American screenwriter

Lizzy Weiss is an American screenwriter, television producer, and television writer.

She was born and raised in Los Angeles. She graduated from Duke University in 1992 with a Bachelor of Arts in Sociology and Women’s Studies. Weiss continued her education at New York University and received a Master of Arts in Communication in 1993.

After finishing her education, she had a number of writing jobs until in 1999 Weiss wrote for the MTV original film Holding Patterns. This was the first time that she was paid for her writing. Although the film did not air, she was hired again by MTV to write for the TV series Undressed.

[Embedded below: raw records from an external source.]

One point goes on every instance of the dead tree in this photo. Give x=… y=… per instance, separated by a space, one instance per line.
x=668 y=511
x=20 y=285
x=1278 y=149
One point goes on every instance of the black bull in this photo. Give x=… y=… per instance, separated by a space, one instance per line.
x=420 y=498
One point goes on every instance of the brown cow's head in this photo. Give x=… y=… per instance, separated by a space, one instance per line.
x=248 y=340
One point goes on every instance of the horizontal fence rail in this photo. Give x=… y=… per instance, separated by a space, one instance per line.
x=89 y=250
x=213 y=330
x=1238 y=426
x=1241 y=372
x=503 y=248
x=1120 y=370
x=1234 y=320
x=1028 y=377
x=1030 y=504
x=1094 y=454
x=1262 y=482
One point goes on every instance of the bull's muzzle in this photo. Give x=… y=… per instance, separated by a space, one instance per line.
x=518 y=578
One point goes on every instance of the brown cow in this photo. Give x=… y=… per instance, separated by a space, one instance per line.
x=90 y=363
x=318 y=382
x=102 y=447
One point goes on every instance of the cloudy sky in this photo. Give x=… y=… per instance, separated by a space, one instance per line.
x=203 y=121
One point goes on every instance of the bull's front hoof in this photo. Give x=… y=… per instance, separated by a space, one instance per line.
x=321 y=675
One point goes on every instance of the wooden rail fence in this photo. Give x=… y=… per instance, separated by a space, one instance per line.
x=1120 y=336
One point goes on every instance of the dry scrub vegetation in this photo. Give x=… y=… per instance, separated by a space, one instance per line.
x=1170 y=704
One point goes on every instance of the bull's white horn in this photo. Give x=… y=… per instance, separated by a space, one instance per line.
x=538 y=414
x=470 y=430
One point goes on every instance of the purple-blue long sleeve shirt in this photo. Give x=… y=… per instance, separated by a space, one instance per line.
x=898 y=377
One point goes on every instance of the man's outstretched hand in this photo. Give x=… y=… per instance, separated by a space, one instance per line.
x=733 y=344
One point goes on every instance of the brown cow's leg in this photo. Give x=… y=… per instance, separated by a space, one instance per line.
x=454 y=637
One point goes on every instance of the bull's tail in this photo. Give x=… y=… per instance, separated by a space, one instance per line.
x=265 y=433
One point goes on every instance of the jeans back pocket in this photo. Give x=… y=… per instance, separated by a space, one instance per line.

While writing for MTV she was given an article called Surf Girls of Maui from Outside magazine. She wrote a script for a film that was similar to the article. After John Stockwell was hired to direct the film Blue Crush, Weiss was chosen to write for the film. In an interview with Jan Lisa Huttner, Weiss expresses her love for how the script "wrestles with the problem of how to be 'a girl' & how to be 'an athlete' at the same time -- how to be in love." This conflict of "how to be in love and be taken care of, but also be in charge" features prominently in the film.

Weiss' other television credits include Cashmere Mafia and the ABC Family series Switched at Birth, in which she is creator and executive producer.

In 2012, Weiss won the 2012 Gracie Allen Award for Outstanding Producer for Switched at Birth. Switched at Birth was also honored with 2013 Peabody Award.